# Mind games



## jambo (Sep 1, 2012)

7h15 m3554g3
53rv35 70 pr0v3
h0w 0ur m1nd5 c4n
d0 4m4z1ng 7h1ng5!
1mpr3551v3 7h1ng5!
1n 7h3 b3g1nn1ng
17 wa5 h4rd bu7
n0w 0n 7h15 l1n3
y0ur m1nd 1s
r34d1ng 17
4u70m471cally
w17h0u7 3v3n
7h1nk1ng 4b0u7 17
b3 pr0ud! 0nly
c3r741n p30pl3 c4n
r3ad 7h15
pl3453 5h4r3 1f
u c4n r34d 7h15​


----------



## OPC'n (Sep 1, 2012)

This message serves to prove how our minds can do amazing things! Impressive things! In the beginning It was hard but now on this line your mind is reading it automatically without even thinking about it be proud!
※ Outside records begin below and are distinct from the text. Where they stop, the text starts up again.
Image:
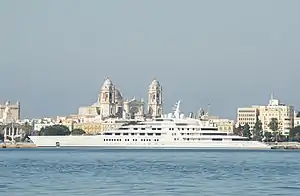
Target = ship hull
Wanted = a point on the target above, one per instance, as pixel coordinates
(98, 141)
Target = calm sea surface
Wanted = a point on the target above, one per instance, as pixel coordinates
(66, 171)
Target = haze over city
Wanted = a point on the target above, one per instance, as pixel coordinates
(55, 55)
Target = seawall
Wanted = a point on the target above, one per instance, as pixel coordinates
(18, 145)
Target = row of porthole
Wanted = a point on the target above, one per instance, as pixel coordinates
(127, 140)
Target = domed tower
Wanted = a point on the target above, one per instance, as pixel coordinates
(119, 103)
(107, 98)
(155, 105)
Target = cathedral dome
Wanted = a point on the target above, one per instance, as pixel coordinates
(155, 83)
(118, 95)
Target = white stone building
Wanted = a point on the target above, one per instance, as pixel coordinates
(282, 112)
(247, 116)
(111, 104)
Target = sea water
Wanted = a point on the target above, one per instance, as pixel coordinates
(94, 171)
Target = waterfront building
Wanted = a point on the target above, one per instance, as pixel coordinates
(282, 112)
(110, 103)
(10, 111)
(226, 125)
(247, 115)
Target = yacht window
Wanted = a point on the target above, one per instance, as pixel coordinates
(107, 133)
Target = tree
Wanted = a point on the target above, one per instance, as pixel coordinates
(257, 131)
(237, 130)
(294, 134)
(273, 125)
(77, 132)
(55, 130)
(246, 131)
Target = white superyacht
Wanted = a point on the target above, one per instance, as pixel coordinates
(171, 131)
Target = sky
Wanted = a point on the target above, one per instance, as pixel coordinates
(55, 55)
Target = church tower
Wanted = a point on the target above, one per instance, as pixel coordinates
(107, 99)
(155, 105)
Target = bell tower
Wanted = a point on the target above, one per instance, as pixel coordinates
(155, 104)
(107, 98)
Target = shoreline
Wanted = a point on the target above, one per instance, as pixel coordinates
(18, 145)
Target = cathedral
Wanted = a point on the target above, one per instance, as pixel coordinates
(111, 104)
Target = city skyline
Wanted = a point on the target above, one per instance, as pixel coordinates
(227, 54)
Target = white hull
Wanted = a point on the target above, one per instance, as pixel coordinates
(98, 141)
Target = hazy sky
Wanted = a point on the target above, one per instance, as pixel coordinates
(54, 55)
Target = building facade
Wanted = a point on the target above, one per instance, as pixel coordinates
(10, 111)
(247, 116)
(111, 104)
(282, 112)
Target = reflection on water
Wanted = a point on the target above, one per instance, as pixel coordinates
(93, 171)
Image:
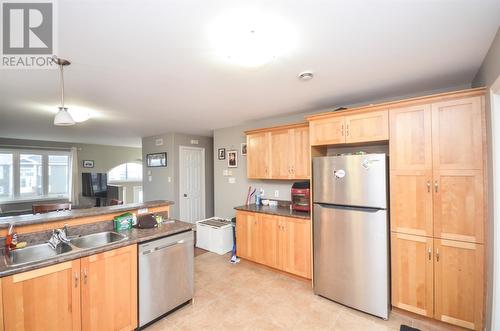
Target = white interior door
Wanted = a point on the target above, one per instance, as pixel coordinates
(192, 183)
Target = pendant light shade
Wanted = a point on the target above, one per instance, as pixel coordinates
(63, 118)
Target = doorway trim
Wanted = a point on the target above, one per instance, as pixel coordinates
(203, 179)
(495, 221)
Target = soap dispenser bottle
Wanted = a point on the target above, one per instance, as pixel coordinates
(11, 239)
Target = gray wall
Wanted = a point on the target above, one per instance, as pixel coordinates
(164, 182)
(105, 157)
(487, 74)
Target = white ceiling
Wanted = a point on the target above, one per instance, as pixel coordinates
(148, 67)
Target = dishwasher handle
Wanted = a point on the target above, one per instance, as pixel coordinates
(158, 248)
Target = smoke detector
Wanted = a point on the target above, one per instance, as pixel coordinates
(306, 75)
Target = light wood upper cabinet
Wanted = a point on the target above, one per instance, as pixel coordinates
(366, 127)
(258, 154)
(457, 134)
(299, 157)
(109, 290)
(327, 131)
(410, 143)
(344, 128)
(459, 205)
(412, 273)
(281, 155)
(411, 202)
(43, 299)
(278, 153)
(459, 283)
(295, 238)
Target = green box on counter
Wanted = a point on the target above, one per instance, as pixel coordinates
(123, 221)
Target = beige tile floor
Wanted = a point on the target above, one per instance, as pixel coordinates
(247, 296)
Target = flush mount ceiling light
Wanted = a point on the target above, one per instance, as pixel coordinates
(250, 38)
(305, 76)
(62, 118)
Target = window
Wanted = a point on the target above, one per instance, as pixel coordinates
(30, 175)
(6, 190)
(126, 172)
(34, 175)
(58, 174)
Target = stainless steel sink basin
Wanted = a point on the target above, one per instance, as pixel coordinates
(35, 253)
(97, 239)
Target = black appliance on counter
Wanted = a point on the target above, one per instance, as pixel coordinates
(301, 196)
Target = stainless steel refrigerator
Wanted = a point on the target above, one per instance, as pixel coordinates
(351, 246)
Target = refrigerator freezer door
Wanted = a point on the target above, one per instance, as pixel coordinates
(351, 180)
(351, 257)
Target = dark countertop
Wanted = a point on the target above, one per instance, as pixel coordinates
(278, 210)
(135, 236)
(78, 213)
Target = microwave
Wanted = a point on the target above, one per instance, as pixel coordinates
(301, 196)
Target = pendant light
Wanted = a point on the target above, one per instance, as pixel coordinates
(62, 118)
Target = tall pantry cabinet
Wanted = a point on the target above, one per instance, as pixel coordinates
(437, 171)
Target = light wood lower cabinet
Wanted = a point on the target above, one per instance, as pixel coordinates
(438, 278)
(43, 299)
(412, 273)
(295, 239)
(458, 283)
(98, 292)
(279, 242)
(109, 290)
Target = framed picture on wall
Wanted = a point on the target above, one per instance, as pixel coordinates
(232, 159)
(221, 153)
(157, 159)
(88, 163)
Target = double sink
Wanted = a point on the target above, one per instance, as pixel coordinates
(44, 251)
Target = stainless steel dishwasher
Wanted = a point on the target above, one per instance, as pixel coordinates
(166, 272)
Only certain people can read this please share if you can read this.


----------



## ProtestantBankie (Sep 1, 2012)

OPC'n said:


> This message serves to prove how our minds can do amazing things! Impressive things! In the beginning It was hard but now on this line your mind is reading it automatically without even thinking about it be proud! Only certain people can read this please share if you can read this.



Excellent.

Can you translate my Greek New Testament next?


----------



## OPC'n (Sep 1, 2012)

ProtestantBankie said:


> OPC'n said:
> 
> 
> > This message serves to prove how our minds can do amazing things! Impressive things! In the beginning It was hard but now on this line your mind is reading it automatically without even thinking about it be proud! Only certain people can read this please share if you can read this.
> ...



Sure! I love these kinds of puzzles!! lol


----------



## Unoriginalname (Sep 1, 2012)

ProtestantBankie said:


> Can you translate my Greek New Testament next?


Or better yet do my taxes?


----------



## OPC'n (Sep 1, 2012)

Unoriginalname said:


> ProtestantBankie said:
> 
> 
> > Can you translate my Greek New Testament next?
> ...



ooooh i rock doing taxes!


----------



## Goodcheer68 (Sep 2, 2012)

I can read it. At first I thought I wasn't going to be able to , but then on that certain line it just kept flowing.


----------



## Ruby (Sep 2, 2012)

Same here.


----------



## JennyG (Sep 2, 2012)

I can do it, but only if I keep going fast and don't stop to think about it (as the centipede said about knowing the order to move his legs in)


----------



## JennyG (Sep 2, 2012)

it's the smae whit wodrs msipseleld as lnog as the frist and lsat are rgiht....
at laset I read that smehowere


----------



## JonathanHunt (Sep 2, 2012)

God gave us amazingly capable brains, for sure


----------